If I was a Manchester United fan then I could very well be standing on the terraces singing and chanting. It is then possible the the crowd will then begin to chant something like:
‘Park, Park, wherever you may be,
You eat dogs in your home country,
Could be worse, could be Scouse,
Eating rats in your council house.’
This text will also have many meanings for different people, some will perceive it as a playful joke, others may hold genuinely xenophobic views which are reinforced by chanting these words. Nonetheless, I think there is much to dislike here and my response wouldn’t be to make any attempt to reinterpret it, but rather to not join in with the chant and to then engage with it on it’s own terms – which in itself can turn out to be a positive engagement. Nonetheless, I would still be possible to engage positively with, and find valuable meaning in the experience of a football match.
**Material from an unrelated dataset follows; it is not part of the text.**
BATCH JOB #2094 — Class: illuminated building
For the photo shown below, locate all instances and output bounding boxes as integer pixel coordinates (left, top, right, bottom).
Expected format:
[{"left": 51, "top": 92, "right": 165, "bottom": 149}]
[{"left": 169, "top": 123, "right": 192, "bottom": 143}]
It is clear then that at future funerals I will not be engaging with God in the same way that you have, and perhaps I will be worse off for it. However, I will definitely try to maintain ‘positive engagement in solidarity actions’ and keep my reflections in perspective. The last sentence of your posts will be especially useful for me when dealing with the ‘indigestible’ bits of these types of rituals (of which I clearly have many) and the people that subscribe to them:
‘They are neither the whole of the people and their beliefs, nor are they the whole of the religious community, and it is possible to gently put them aside and just focus on what is positive’.
One final question here. Is reinterpreting the idea of God as a deity into a physic archetype different from reinterpreting Karma from a cosmic action (across multiple births) into the general cause and effect that we experience in our everyday lives, and if so why?
Rich.
I don’t think I would find much positive in that football chant, so it does illustrate your reservations well. However, I’d suggest that the difference is that the football chant does not have the same archetypal richness as hymns in church. You could still try to sympathise with it and find archetypes in it, but it would probably be less rewarding to do so.
If your worry is about the possibility of repressing your previous negative reactions to statements of belief you don’t share, then I’d agree that this is inadvisable. The tricky task is to fully appreciate one’s critical perspective on metaphysical belief (whether that’s in church or on the football terraces) at the same time as being able to explore and appreciate the archetypal elements and the complexity of the people.